In 2021, Facebook doubled down on Metaverse as a long-term strategic north star for the company. While Zuckerberg's details aren't being revealed (are they ever?), we can be sure that Facebook wants to cash in on its investment in Oculus and further integrate its social networks into the web of our lives. I predict that 2022 will see other social networks and global technology leaders such as Microsoft and Amazon begin to position themselves for the postuniverse future that will undoubtedly play out over the next decade.
Another important trend is the reinvention of art and the way it is bought, sold and owned. 2021 saw the emergence of Non-Fungible Tokens (NFT) with some innovative moments that caught the attention of the mainstream media, most notably the sale of an NFT for $69 million by digital artist Beeple through auction house Christie's.
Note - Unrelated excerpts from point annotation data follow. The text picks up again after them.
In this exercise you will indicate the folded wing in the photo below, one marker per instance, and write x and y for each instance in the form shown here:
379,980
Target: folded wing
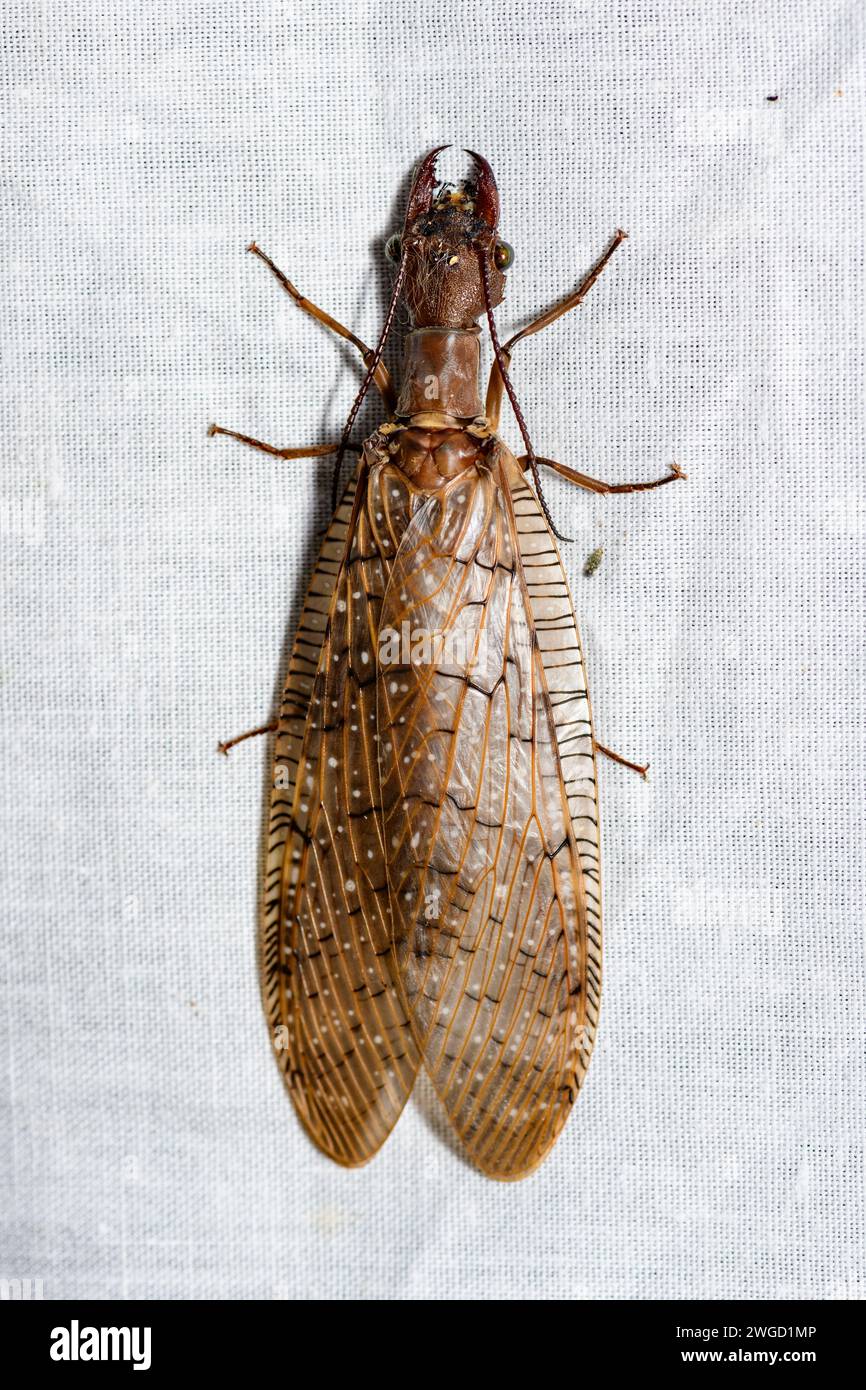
338,1023
491,925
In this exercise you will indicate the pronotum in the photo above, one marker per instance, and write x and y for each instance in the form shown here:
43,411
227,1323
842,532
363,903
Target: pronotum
431,893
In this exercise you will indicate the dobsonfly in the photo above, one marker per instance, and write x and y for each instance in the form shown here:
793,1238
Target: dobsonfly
431,891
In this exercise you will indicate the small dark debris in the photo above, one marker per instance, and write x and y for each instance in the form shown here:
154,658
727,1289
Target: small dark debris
594,560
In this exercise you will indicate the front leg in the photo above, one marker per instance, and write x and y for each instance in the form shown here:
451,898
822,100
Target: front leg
313,451
494,388
381,377
595,484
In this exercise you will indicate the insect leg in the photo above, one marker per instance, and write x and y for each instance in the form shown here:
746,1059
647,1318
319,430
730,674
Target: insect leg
597,485
494,388
252,733
617,758
381,378
314,451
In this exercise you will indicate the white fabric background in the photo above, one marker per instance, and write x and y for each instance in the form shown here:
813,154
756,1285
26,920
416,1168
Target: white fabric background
153,578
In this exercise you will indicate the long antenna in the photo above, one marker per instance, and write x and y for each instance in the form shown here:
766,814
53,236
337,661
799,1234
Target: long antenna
366,384
503,373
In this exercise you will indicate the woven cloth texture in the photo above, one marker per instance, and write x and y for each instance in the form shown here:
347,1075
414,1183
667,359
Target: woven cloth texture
153,577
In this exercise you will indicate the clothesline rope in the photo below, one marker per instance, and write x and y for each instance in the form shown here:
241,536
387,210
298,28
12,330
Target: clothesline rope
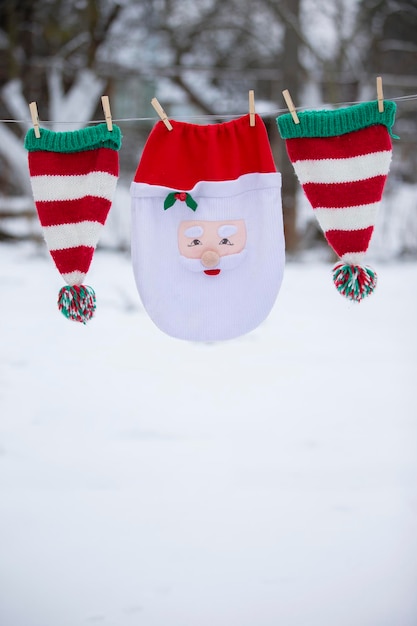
265,114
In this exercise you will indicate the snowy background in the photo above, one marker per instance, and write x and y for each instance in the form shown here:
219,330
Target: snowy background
146,481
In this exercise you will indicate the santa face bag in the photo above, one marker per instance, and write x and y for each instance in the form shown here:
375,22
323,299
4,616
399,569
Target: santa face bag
207,233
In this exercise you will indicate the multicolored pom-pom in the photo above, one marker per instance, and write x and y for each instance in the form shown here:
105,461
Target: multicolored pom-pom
355,282
77,302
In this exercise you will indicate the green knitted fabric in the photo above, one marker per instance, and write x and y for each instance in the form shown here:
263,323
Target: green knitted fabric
329,123
88,138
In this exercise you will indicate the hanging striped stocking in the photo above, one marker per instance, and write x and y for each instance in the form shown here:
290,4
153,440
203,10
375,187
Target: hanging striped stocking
342,159
73,177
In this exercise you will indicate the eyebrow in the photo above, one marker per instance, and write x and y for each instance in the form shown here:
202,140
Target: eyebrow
194,231
227,230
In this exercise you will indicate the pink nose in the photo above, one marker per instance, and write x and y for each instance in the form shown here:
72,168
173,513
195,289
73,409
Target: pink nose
210,258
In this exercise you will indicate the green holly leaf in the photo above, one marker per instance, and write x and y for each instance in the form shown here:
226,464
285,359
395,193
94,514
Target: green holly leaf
190,202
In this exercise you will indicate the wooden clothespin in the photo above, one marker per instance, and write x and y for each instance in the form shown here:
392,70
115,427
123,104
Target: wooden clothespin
380,94
161,113
251,108
290,106
107,113
35,118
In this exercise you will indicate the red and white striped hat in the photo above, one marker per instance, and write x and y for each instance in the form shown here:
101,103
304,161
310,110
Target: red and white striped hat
73,177
342,159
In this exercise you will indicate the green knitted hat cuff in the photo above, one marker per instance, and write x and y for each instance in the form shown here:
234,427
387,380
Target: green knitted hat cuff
74,141
338,122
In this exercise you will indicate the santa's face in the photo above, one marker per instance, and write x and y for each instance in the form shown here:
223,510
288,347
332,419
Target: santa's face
211,246
209,272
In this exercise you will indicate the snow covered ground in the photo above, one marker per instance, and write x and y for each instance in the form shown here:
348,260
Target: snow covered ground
266,481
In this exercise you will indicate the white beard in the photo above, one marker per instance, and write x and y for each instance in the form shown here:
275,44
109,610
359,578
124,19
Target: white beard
193,305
Another development in this area in 2021 was the sale of NBA highlight clips as NFTs through a partnership between the NBA and Dapper Labs. While jpeg sales like NFT and LeBron dunking highlights are interesting for the Cavs, they don't represent the full scope of the value derived from the NFT's underlying blockchain technology concept. I predict that we will see NFT technology expand into business use cases where proof of ownership needs to be verified.
Another megatrend that I believe will continue in 2022 is the conversion of money. At the time of writing, Bitcoin is a trillion-dollar asset, and to put that into context, that means the 12-year-old cryptocurrency is worth twice JP Morgan's market capitalization. In the summer of this year, we saw the first nation-state adopt Bitcoin as legal tender. El Salvador took this decision to quell rampant inflation and give the population greater access to financial services. I predict that 2022 will see more emerging and third world countries in South America and Africa consider or make the transition to adopt Bitcoin as legal tender. I also foresee further progress in the Decentralized Finance (DeFi) space as the entire legacy monetary system is restructured using blockchain and distributed ledger technology. WhatThe strike was announced in conjunction with Twitteris an early example of where I see this trend going in 2022 and beyond.
So... what did I miss? While Bitcoin will undoubtedly be a huge topic that will retain its share of headlines, will blockchain and its various use cases re-emerge with even bigger headlines in 2022? What about confidential IT or cyber security? With so much focus on data, privacy, artificial intelligence and applications, the primary need to preserve data is sure to be at the top. Maybe even Quantum Computing, which has picked up a bit of steam in the past year. Anyway, I'm sure 2022 will be an important year with more technical progress and I can't wait to see what happens.